Pendant plusieurs siècles, la vie économique et sociale de Troyes s’est organisée autour d’un incroyable lacis de canaux, de rus, de bondes et de dérivations. Avec, au cœur de cette « petite Venise », les bras de la Seine, domestiqués au Moyen-Age par les Comtes de Champagne, et le canal de la Haute-Seine, creusé au début du XIXe siècle sous la férule de Napoléon.

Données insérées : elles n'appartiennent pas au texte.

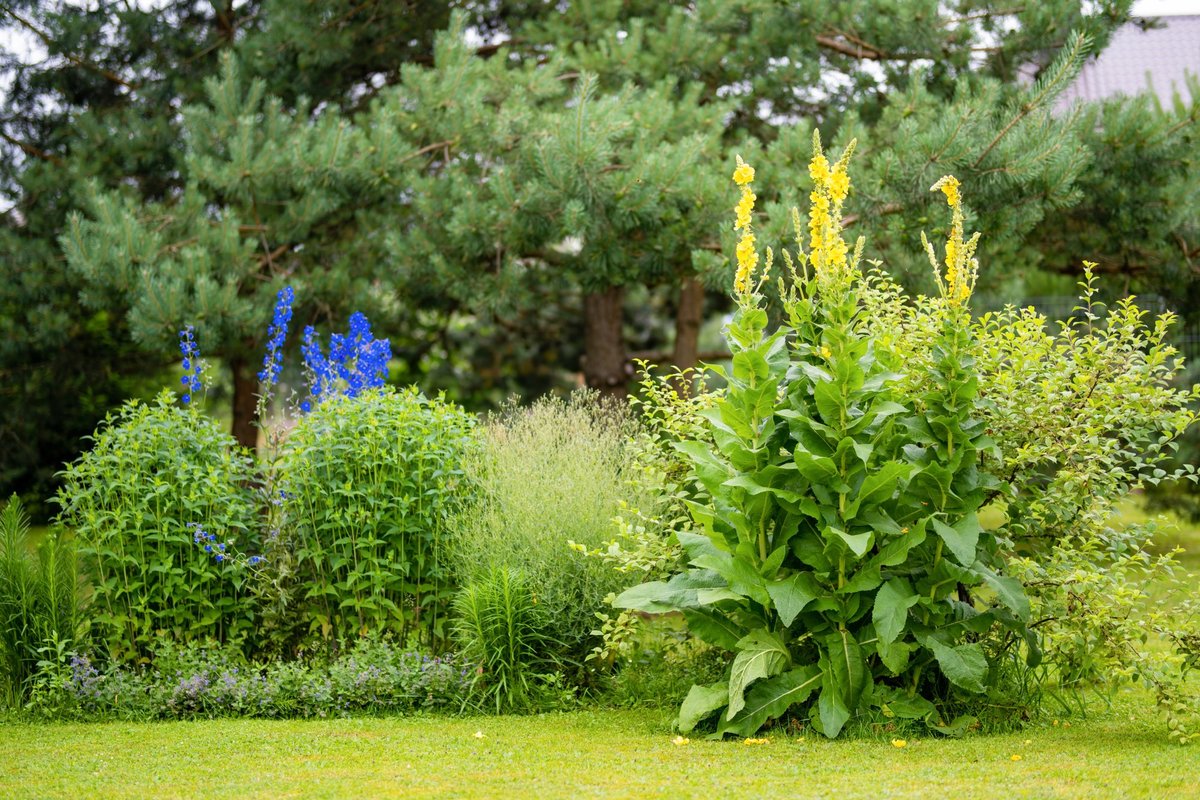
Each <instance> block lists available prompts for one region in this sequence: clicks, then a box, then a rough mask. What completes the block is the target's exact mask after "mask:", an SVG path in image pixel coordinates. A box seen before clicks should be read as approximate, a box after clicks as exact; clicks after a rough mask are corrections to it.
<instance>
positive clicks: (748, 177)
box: [733, 156, 754, 186]
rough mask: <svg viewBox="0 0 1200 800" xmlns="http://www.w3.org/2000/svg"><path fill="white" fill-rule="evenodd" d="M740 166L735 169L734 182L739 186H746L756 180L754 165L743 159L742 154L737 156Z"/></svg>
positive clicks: (733, 178) (738, 161)
mask: <svg viewBox="0 0 1200 800" xmlns="http://www.w3.org/2000/svg"><path fill="white" fill-rule="evenodd" d="M737 160H738V168H737V169H734V170H733V182H734V184H737V185H738V186H745V185H746V184H749V182H750V181H752V180H754V167H751V166H750V164H748V163H746V162H744V161H742V156H737Z"/></svg>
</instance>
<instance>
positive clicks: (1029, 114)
mask: <svg viewBox="0 0 1200 800" xmlns="http://www.w3.org/2000/svg"><path fill="white" fill-rule="evenodd" d="M1091 46H1092V40H1091V37H1088V36H1084V35H1081V34H1072V36H1070V40H1068V42H1067V49H1066V50H1063V52H1062V53H1061V54H1060V55H1058V58H1057V59H1056V60H1055V64H1054V65H1052V67H1051V72H1050V77H1049V78H1048V79H1045V80H1039V82H1038V84H1037V85H1036V86H1034V95H1033V97H1032V98H1030V100H1027V101H1026V102H1024V103H1021V106H1020V108H1019V109H1018V113H1016V114H1015V115H1014V116H1013V119H1010V120H1009V121H1008V125H1006V126H1004V127H1003V128H1002V130H1001V132H1000V133H997V134H996V138H995V139H992V140H991V143H990V144H989V145H988V146H986V148H984V149H983V152H980V154H979V157H978V158H976V162H974V163H973V164H971V168H972V169H978V168H979V164H982V163H983V160H984V158H986V157H988V154H990V152H991V151H992V150H995V148H996V145H997V144H1000V142H1001V139H1003V138H1004V137H1006V136H1008V132H1009V131H1012V130H1013V128H1014V127H1016V125H1018V124H1019V122H1020V121H1021V120H1024V119H1025V118H1026V116H1028V115H1030V114H1032V113H1033V112H1036V110H1037V109H1039V108H1042V107H1043V106H1045V104H1046V103H1049V102H1050V101H1051V100H1054V98H1055V97H1057V96H1058V94H1060V92H1061V91H1062V90H1063V89H1064V88H1066V85H1067V84H1068V83H1069V82H1070V80H1072V78H1074V77H1075V76H1076V74H1078V73H1079V68H1080V66H1081V65H1082V64H1084V58H1085V56H1086V55H1087V50H1088V49H1091Z"/></svg>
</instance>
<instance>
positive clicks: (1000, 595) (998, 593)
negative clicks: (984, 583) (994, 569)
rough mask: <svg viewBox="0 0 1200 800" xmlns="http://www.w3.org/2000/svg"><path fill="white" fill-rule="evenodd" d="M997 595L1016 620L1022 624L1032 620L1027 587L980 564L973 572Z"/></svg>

Mais au cours du XXe siècle, l’eau est devenue progressivement invisible. Le canal, concurrencé rapidement par le rail, a vivoté pour finir comblé, dans sa presque totalité, au début des années 1960. Il en subsiste une petite section – impropre à la navigation – et le bassin de la Préfecture, vaste rectangle de 13 000 m2 enchâssé au centre de la ville où les péniches venaient naguère décharger leur cargaison. A la même époque, la Ville, contrainte d’éradiquer des poches d’insalubrité importantes, s’est employée à boucher ou à buser le reste de son réseau hydraulique : en même temps que l’on rasait les taudis, on obstruait les cours d’eau qui s’étaient petit à petit transformés en égouts à ciel ouvert, incompatibles avec toute idée d’hygiène et de santé publique. Des voiries les ont généralement remplacés, notamment une pénétrante urbaine et de larges avenues qui convergent aujourd’hui vers le centre-ville.

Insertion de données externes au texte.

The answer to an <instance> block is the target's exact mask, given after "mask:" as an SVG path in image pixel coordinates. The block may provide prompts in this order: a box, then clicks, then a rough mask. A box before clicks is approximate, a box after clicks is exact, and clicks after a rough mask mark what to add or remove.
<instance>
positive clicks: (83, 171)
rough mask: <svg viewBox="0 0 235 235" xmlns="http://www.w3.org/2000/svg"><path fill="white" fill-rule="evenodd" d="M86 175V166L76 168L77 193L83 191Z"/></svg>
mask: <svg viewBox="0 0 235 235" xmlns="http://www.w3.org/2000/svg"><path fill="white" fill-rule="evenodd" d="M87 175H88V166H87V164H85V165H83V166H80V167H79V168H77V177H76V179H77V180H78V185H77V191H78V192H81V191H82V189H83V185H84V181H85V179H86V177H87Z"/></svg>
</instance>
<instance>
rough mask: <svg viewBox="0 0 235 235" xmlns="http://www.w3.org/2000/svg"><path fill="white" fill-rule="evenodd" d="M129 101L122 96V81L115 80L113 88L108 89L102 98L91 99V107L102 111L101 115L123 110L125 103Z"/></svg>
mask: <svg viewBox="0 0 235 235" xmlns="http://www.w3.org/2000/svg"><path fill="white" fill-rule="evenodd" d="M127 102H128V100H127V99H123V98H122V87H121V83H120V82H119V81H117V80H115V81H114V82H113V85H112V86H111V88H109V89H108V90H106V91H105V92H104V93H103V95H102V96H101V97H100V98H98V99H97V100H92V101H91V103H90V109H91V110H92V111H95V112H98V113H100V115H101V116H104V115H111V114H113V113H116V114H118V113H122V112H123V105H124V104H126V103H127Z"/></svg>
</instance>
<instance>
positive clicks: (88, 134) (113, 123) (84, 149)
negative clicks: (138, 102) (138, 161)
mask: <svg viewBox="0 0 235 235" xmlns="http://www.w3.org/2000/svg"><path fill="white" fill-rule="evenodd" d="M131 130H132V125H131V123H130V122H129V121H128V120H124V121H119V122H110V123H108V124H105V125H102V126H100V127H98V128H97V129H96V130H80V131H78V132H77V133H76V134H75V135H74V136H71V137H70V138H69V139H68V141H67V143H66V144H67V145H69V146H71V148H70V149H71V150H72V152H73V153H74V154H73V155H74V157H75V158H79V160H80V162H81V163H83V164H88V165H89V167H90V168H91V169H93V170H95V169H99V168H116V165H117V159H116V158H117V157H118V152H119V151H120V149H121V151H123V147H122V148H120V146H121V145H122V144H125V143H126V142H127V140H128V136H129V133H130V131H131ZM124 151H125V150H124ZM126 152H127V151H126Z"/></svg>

Pourtant, au tournant des années 1990-2000, la capitale auboise semble prise de remords. L’eau redevient un élément d’agrément, les berges de la Seine se rêvent en lieu de villégiature. Les Troyens redécouvrent avec étonnement qu’à leurs pieds, malgré les multiples amputations ou mutilations infligées à la trame hydraulique, courent encore une centaine de kilomètres de rivières et quatorze kilomètres de digues. En 2001, une étude hydrologique et paysagère est lancée dans l’intention de remettre en valeur les bras de Seine. « Elle a révélé que la plupart des ouvrages qui jalonnent le fleuve — vannages et déversoirs — étaient obsolètes ou en piteux état et que 60 % des passes ne fonctionnaient plus », souligne Valéry Denis, président du Savsat (Syndicat d’aménagement de la vallée de la Seine de l’agglomération troyenne).
Confort illusoire
Depuis la mise en service en 1966 du barrage-réservoir du lac de la forêt d’Orient en amont de la ville, Troyes ne vit plus dans la hantise des crues centennales qui l’ont affectée en 1955 et surtout en 1910. « Mais c’est un confort illusoire, relève Valéry Denis, car le barrage et sa retenue visent à protéger avant tout Paris. A Troyes, nous ne sommes pas à l’abri de nouvelles inondations. » Les collectivités locales, soutenues par l’Agence de l’eau et par l’Etat, vont donc injecter 10 millions d’euros sur cinq ans pour remplacer quatre des vingt et un ouvrages hérités du XIXe siècle et en supprimer six.
Le premier chantier de restauration des ouvrages sur la Seine a été confié à un groupement dont le mandataire est EMCC et où figurent Demathieu & Bard et Rouby Industrie. L’objectif consiste à mécaniser les installations pour les gérer à distance. On en profitera aussi pour installer des passes à poissons et à canoës et pour embellir les rives. Il est prévu par exemple d’aménager un belvédère au gouffre des Charmilles, chantier inaugural d’une série de cinq tranches de travaux à venir.